For 42 years, General Electric’s headquarters resided in Fairfield, Connecticut, a town of around 60,000 located about an hour and a half northeast of Manhattan, New York. In 2015, the company announced it was considering a move stating that “Retroactively raising taxes again on Connecticut’s residents, businesses and services makes businesses, including our own, and citizens seriously consider whether it makes any sense to continue to be located in this state.” In January of 2016, the company confirmed that they were planning to move the company headquarters out of state, to Boston, Massachusetts.

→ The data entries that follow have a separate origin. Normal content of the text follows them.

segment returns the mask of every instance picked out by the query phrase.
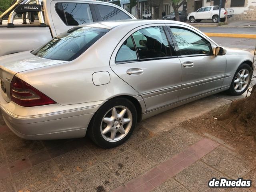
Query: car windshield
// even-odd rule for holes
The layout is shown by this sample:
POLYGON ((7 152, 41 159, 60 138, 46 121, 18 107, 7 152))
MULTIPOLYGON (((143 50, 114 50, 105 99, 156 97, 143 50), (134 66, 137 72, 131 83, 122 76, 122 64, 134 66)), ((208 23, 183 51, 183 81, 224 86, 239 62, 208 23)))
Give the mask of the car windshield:
POLYGON ((109 30, 75 27, 32 52, 34 55, 53 60, 71 61, 78 57, 109 30))

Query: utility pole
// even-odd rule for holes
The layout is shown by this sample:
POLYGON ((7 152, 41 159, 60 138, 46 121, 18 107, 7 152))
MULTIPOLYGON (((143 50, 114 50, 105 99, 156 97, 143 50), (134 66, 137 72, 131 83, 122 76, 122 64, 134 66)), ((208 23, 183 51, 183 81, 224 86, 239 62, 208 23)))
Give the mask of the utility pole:
POLYGON ((219 16, 218 18, 218 23, 220 22, 220 10, 221 9, 221 7, 222 5, 222 0, 220 0, 220 6, 219 6, 219 16))

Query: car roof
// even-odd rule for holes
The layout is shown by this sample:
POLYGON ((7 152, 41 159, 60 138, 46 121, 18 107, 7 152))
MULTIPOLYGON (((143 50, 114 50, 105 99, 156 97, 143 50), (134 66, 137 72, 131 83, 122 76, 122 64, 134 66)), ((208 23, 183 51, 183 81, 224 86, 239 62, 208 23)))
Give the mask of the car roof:
POLYGON ((190 26, 190 25, 184 22, 172 20, 129 19, 113 21, 101 21, 88 24, 85 24, 81 25, 79 26, 78 27, 86 26, 87 27, 104 28, 110 30, 120 26, 126 27, 130 26, 131 27, 137 27, 144 25, 157 24, 162 24, 165 23, 182 24, 186 26, 190 26))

Reports were mixed about the true reasons for the company leaving the state of Connecticut. It can’t be ignored that in June of 2015, the governor of Connecticut signed into law a $1.5 billion tax hike that tripled h sales tax on data processing, as well as a reporting requirement that increased GE’s tax liability. However, one executive from General Electric called their location in Fairfield County “a morgue” and said he hated the location. Jeffrey Bornstein told The Wall Street Journal that it was likely the company was going to leave regardless of the tax situation and was quoted as saying that “From the get-go, we knew we wanted to be in a place that was vibrant and entrepreneurial, where you could walk out your door enriched by your environment and your ecosystem.” In the end, although Boston did not offer the best financial incentives for the company to move their headquarters there, they picked Boston because of the “cultural fit and dynamism” that they saw in Boston.

General Electric is now operating out of temporary offices in Boston, while they build a new $200 million headquarters, slated to be finished sometime in 2019.